Yes. Thanks very much, Darren, and Simon, thanks for the question. So, we have actually had significant success and had meaningful progress when it comes to commercializing a number of our private wireless network opportunities. Really, given our superior network leadership, we are very bullish on leading the market across all our segments when it comes to this important product set. We have a large funnel of opportunities to provide solutions, and they support critical use cases across many industry verticals. And interestingly enough, lots of ESG-related use cases to drive environmental efficiencies, as well as worker safety through autonomous vehicles, robotics, video analytics and security and safety device-type applications. And while we are talking about monetizing 5G, as you saw, we had record loading on connected devices this quarter. And a lot of what we are doing with connected devices bodes well for the future. And as we build out greater industry solutions use case, we expect acceleration across that 5G monetization capability. So, specific areas would be smart building technology solutions. You may have read the release. And of course, in Darren’s comments, we talked about Slow as an important new customer, new win, where we are in the process of installing 60,000 intelligent electric vehicle chargers across North America. Previously, we did something similar with JOLT, up to 5,000 EV charging stations here across Canada. So – and then lastly, we have got a lot going on when it comes to smart cities as well. So, this will be an important developing story and an important contributor to ARPU as we move into 2024. So, back to you, Darren, and then over to you, Tony, I guess.

Darren Entwistle

Management

Go ahead, Tony.

Tony Geheran

Analyst

Thanks Darren. Simon, great question, the – what you are seeing in the U.S. with the millimeter wave fixed wireless access is something we are excited about as a capability, not yet available in Canada as the spectrum hasn’t yet been released. But ostensibly, we would see broadband connectivity leveraging PureFibre, we are economically feasible as the first choice is, by far and away, the best technology to deliver a broadband experience or a wideband experience, if you will. We would leverage our 4G and 5G mobile assets for mobile broadband connectivity. And we have been using our mobile spectrum to support wireless high-speed Internet in some remote and rural areas. And that will continue to be an edge strategy, particularly in low-dense community environments. And then when the fixed wireless millimeter wave spectrum becomes available, that will be probably the final piece in the connectivity jigsaw puzzle, if you will, excluding LEO satellite servicing areas where that plays a role. We would leverage fixed wireless access as one of our connectivity network measures to drive the widest possible extensible broadband coverage we can get. And of course, in some of those areas, you are going to be leveraging government subsidy where it’s available, as we have been doing very successfully for the past few years in remote and real communities.
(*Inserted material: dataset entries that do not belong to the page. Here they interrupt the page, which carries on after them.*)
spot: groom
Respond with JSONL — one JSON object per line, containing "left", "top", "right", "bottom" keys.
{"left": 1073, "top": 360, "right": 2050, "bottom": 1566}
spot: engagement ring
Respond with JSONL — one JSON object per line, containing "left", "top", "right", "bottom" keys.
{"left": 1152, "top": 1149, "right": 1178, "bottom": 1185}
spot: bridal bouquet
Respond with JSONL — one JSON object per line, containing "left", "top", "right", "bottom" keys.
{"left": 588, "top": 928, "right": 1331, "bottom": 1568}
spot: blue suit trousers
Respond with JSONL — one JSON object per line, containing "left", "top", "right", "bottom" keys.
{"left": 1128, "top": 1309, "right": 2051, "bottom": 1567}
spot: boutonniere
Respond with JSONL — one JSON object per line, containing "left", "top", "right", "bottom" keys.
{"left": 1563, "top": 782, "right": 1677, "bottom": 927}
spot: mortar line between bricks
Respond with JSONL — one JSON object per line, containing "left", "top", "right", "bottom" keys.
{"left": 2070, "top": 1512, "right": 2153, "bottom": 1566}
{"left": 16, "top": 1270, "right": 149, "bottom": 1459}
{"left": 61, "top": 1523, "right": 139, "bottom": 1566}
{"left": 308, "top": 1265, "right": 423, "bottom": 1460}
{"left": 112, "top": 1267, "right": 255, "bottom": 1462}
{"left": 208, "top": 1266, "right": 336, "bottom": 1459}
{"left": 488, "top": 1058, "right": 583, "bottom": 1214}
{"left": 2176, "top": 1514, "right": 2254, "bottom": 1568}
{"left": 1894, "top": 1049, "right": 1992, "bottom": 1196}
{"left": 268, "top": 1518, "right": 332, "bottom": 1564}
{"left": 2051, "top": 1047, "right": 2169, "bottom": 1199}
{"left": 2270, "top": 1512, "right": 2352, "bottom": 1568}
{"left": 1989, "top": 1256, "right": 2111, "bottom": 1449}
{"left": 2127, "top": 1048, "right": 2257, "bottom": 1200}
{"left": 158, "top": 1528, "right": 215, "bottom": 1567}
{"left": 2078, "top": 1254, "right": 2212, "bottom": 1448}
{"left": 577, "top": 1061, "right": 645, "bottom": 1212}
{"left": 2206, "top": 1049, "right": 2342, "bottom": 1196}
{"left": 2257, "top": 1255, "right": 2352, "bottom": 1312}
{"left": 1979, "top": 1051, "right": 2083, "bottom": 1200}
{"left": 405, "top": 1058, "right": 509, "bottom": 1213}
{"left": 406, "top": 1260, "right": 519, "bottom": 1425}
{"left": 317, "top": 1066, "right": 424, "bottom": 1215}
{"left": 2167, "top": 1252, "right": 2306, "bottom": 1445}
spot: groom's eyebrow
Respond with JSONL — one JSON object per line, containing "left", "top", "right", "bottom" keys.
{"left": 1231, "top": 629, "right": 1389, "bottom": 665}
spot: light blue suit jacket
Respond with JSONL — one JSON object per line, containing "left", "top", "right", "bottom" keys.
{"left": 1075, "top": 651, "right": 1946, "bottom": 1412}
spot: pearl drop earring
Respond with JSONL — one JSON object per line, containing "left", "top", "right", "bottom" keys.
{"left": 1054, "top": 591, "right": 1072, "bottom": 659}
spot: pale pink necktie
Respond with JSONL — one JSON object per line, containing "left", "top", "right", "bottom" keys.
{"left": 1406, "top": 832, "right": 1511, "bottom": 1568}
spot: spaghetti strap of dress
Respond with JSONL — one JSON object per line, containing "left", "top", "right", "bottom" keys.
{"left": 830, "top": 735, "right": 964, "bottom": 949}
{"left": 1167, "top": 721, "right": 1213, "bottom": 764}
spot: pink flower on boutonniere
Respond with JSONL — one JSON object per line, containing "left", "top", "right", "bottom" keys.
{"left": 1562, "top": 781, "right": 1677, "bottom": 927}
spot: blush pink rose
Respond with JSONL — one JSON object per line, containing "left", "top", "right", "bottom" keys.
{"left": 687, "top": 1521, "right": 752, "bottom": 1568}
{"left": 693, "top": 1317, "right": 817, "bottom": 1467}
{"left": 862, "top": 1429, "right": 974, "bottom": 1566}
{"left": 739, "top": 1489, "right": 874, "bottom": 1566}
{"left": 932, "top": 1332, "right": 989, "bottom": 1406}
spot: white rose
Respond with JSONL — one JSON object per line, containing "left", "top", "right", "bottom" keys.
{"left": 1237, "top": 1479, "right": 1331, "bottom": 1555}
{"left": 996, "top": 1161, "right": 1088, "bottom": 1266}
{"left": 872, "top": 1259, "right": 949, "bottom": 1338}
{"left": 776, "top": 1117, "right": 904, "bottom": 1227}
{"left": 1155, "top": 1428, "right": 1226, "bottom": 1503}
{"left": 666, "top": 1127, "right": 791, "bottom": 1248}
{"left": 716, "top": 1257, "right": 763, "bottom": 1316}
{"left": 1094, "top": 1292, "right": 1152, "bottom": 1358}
So really, it’s a mix of those technologies, Simon. And we would see, it will have a role to play. It will extend fixed network areas where maybe the geography or the cost in a term, particular terrain is prohibitive. And I will allow you to get that coverage – we will allow an attractive urban infill in certain circumstances, where tactically, you may want to deploy this in advance of a build that’s ongoing. So, we would expect to be utilizing the capability as soon as the spectrum is available.

Simon Flannery

Analyst

Great. Thanks for the color.

Robert Mitchell

Management

Thank you, Simon and thank you everyone for joining us today. Please feel free to reach out to the IR team with any follow-ups you may have. And with that, Mihai, back over to you.

Operator

Operator

This concludes the TELUS 2023 Q3 earnings conference call. Thank you for your participation and have a nice day.